Les Chroniques de Sire Jean Froissart/Livre I, Partie II/Chapitre XXXIV

Texte établi par J. A. C. Buchon (Ip. 344-345).

CHAPITRE XXXIV.


Comment les Anglois firent fossoyer et haier leurs archers ; et comment le cardinal de Pierregort prit congé du roi de France et du prince de Galles.


Vous avez bien ouï conter ci-dessus comment le cardinal de Pierregort se mit en peine, ce dimanche tout le jour, de chevaucher de l’un à l’autre pour accorder ces deux seigneurs, le roi de France et le prince de Galles : mais il n’en put à chef venir, et furent basses vespres quand il se partit et rentra en Poitiers.

Ce dimanche se tinrent les François tout le jour sur les champs, et au soir ils se trairent en leur logis et se aisèrent de ce qu’ils eurent. Ils avoient bien de quoi vivre, et pourvéances assez largement ; et les Anglois en avoient grand deffaute. C’étoit la chose qui plus les ébahissoit ; car ils ne savoient où ni quel part aller fourrager, si fort leur étoit le pas clos ; ni ils ne pouvoient partir de là sans le danger des François. Au voir dire, ils ne ressoignoient point tant la bataille comme ils faisoient ce que on ne les tenist en cel état, ainsi comme pour assiégés et affamés.

Le dimanche tout le jour entendirent eux parfaitement à leur besogne, et le passèrent au plus bel qu’ils purent, et firent fossoyer et haier leurs archers autour d’eux, pour être plus forts. Quand vint le lundi au matin, le prince et ses gens furent tous tantôt appareillés et mis en ordonnance, ainsi comme devant, sans eux desroier ni effrayer ; et en telle manière firent les François. Environ soleil levant ce lundi matin revint le dit cardinal de Pierregort en l’ost de l’un et de l’autre, et les cuida par son prêchement accorder : mais il ne put ; et lui fut dit yreusement des François que il retournât à Poitiers, ou là où il lui plairoit, et que plus ne portât aucunes paroles de traité ni d’accord, car il lui en pourroit bien mal prendre. Le cardinal qui s’en ensonnioit en espèce de bien, ne se voult pas bouter en péril, mais prit congé du roi de France, car il vit bien qu’il se travailloit en vain ; et s’en vint au départir devers le prince et lui dit : « Beau fils, faites ce que vous pourrez ; il vous faut combattre ; ni je ne puis trouver nulle grâce d’accord ni de paix devers le roi de France. » Cette dernière parole enfélonnit et encouragea grandement le cœur du prince, et répondit : « C’est bien l’intention de nous et des nôtres, et Dieu veuille aider le droit ! »

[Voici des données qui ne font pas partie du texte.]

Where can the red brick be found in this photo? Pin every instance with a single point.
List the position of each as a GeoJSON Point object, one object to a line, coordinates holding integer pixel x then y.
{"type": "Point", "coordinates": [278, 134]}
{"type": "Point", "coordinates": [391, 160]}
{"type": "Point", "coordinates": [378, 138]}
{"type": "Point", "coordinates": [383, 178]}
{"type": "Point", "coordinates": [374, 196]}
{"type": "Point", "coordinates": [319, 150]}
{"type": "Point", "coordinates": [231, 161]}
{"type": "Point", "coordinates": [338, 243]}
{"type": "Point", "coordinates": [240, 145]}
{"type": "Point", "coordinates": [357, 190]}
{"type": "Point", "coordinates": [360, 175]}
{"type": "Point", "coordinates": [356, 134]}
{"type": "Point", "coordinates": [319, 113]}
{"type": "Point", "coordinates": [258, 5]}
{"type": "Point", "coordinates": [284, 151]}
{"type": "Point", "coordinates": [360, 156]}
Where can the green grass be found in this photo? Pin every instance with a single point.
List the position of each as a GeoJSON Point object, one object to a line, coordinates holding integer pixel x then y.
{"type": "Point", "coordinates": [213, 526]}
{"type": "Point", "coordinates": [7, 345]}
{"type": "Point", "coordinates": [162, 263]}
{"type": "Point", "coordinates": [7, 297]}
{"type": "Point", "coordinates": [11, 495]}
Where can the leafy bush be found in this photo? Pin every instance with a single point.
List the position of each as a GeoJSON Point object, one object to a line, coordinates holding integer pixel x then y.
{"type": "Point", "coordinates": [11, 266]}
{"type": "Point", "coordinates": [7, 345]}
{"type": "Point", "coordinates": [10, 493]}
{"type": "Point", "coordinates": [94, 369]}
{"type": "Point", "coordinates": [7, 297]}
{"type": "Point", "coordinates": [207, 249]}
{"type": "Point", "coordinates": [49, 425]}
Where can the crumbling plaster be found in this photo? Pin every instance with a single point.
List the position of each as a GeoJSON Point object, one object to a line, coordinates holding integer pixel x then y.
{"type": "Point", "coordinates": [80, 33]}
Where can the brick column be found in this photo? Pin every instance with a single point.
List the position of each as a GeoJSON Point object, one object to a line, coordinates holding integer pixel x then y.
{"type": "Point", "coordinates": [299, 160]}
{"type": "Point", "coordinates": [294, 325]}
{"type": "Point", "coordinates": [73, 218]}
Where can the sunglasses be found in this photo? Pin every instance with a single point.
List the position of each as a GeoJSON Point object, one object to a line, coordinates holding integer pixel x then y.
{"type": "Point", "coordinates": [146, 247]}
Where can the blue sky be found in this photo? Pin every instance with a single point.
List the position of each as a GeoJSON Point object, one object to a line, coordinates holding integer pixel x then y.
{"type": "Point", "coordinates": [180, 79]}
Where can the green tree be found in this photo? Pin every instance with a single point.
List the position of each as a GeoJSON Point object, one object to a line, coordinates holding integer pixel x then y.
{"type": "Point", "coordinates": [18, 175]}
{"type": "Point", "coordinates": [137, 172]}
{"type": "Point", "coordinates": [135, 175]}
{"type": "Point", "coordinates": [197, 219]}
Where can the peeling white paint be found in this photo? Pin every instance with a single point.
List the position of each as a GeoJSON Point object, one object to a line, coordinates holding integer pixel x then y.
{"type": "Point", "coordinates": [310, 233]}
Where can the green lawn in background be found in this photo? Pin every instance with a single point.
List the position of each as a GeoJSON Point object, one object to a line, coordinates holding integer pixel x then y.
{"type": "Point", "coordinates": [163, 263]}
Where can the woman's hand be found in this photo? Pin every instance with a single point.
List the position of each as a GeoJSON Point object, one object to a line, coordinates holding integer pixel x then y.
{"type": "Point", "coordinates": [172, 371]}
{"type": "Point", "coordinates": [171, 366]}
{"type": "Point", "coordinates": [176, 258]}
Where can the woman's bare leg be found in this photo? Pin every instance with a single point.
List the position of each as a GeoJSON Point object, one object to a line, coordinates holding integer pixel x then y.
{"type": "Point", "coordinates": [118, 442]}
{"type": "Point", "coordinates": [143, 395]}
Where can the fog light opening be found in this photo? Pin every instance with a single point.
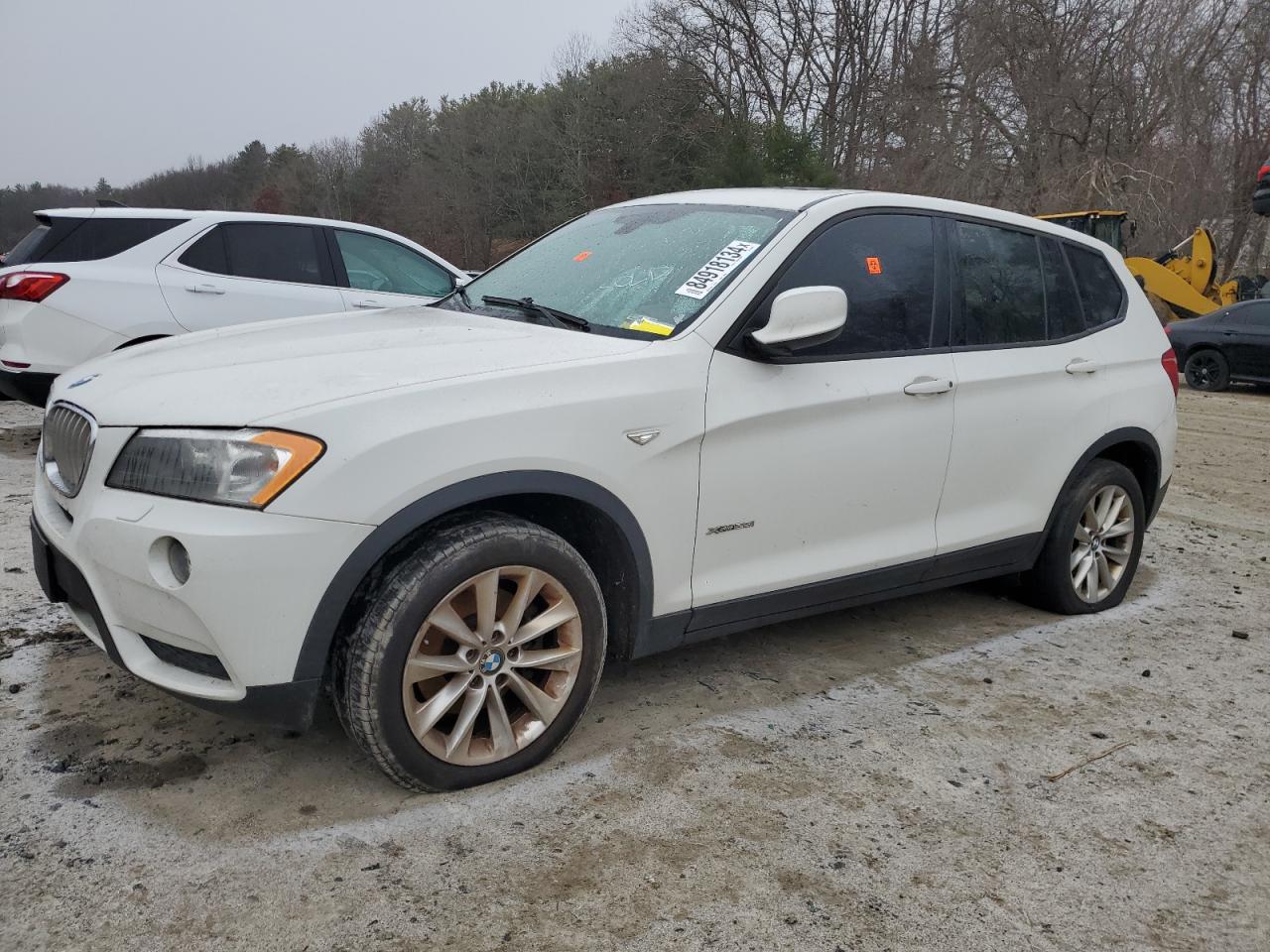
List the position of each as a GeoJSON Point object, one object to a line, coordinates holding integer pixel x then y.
{"type": "Point", "coordinates": [169, 562]}
{"type": "Point", "coordinates": [178, 560]}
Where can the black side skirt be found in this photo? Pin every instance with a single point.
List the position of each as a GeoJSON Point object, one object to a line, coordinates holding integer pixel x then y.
{"type": "Point", "coordinates": [670, 631]}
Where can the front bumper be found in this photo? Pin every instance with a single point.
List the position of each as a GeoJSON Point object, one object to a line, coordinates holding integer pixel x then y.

Ainsi se partit le cardinal du prince et retourna Poitiers. En sa compagnie avoit aucuns apperts écuyers et hommes d’armes qui étoient plus favorables au roi que au prince. Quand ils virent que on se combattroit, ils se emblèrent de leur maître et se boutèrent en la route des François, et firent leur souverain du châtelain d’Amposte[1], qui étoit pour le temps de l’hôtel dudit cardinal et vaillant homme d’armes durement. Et de ce ne se aperçut point le cardinal, ni n’en sçut rien jusques à ce qu’il fût revenu à Poitiers ; car si il l’eût sçu, il ne l’eût aucunement souffert, pourtant qu’il avait été traiteur de apaiser, si il eût pu, l’une partie et l’autre.

Or parlerons un petit de l’ordonnance des Anglois, aussi bien qu’avons fait de celle des François.

  1. On trouve ce nom mentionné parmi les membres des Cortès.